There is a distinction to be made here between the harm caused by imposed social vulnerability maintained as a systemic power tool and that of willing vulnerability as a mechanism of agency. When vulnerability is actively chosen, Black individuals are able to utilize their vulnerability in service of immense social change. Change germinates at the moment of decision. America was forever changed when Harriet Tubman decided to make 300+ trips on the Freedom Trail to free those who were enslaved, when Dr. Martin Luther King Jr. chose non-violence as a civil rights strategy, and again most recently, when activists all over the world chose to look their oppressors in the face and insist upon the value of their Black lives. A willingness to be vulnerable is a catalyst of courage, strength, and future-oriented thinking that aims to turn unjust reality into illustrated truth. 

anabella.png

Two hundred forty-five years ago, Thomas Jefferson constitutionally declared a self-evident truth: All men are created equal. Equality is declared a natural right in the founding document of the United States of America. But both recent political events and the COVID-19 pandemic have shown how far American reality has strayed from this principle. So how do we make this self-evident truth into our reality? By continuing to do what we have for so long: willingly put ourselves into vulnerable positions for the sake of creating real progressive change and in search of achieving what we know to be self-evidently true. 

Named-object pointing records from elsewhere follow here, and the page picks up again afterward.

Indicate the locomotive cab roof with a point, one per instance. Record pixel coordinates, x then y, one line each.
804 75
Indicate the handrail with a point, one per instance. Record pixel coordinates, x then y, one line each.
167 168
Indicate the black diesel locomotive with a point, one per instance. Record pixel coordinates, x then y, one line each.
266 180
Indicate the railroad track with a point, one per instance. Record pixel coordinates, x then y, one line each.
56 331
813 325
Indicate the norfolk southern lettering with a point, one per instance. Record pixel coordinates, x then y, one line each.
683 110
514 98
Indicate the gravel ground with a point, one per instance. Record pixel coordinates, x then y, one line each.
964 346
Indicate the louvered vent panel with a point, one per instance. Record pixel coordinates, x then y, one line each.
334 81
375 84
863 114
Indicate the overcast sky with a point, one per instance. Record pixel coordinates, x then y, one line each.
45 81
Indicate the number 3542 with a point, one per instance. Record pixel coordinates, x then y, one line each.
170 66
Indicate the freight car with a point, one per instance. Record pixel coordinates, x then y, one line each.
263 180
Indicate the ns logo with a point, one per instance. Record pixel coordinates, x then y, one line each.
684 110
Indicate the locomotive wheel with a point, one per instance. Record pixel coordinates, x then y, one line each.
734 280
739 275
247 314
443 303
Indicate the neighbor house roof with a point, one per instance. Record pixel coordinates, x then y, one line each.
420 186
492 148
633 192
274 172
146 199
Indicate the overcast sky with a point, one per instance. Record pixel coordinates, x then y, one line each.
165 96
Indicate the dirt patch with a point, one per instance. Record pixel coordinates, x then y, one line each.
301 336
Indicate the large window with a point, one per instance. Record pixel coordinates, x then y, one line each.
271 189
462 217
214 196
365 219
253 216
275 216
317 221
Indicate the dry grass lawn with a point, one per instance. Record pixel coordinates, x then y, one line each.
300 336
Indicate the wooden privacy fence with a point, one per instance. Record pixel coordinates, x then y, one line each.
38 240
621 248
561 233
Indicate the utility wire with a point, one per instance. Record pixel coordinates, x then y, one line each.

As yet another decade and presidential administration come to an end, it is critical that people understand how the already disparate areas of healthcare, economics, and social injustice have manifested as a triple-layered pandemic. 2020 undoubtedly reflected glaring systemic contrasts between security as attained by economic privilege versus the risk factors inflicted by socially imposed vulnerability. The pandemic has also illuminated how willing vulnerability can be used as a methodology toward achieving true democracy––one where all people are empowered to seek equality. So to the privileged who consider comfort a right and vulnerability as an equally afforded standard, I ask that you recognize how imposed social vulnerability has been systematically used to hold marginalized people back from accessing the democratic ideal. To the underprivileged, I ask that you embrace the triumphs of our collective history and continue to challenge dominant narratives that suggest that choosing vulnerability is weakness. Recognize that your willing vulnerability is a source of immense agency that has potential to continuously benefit you and your communities in the ongoing fight for social equality more than you might have ever imagined.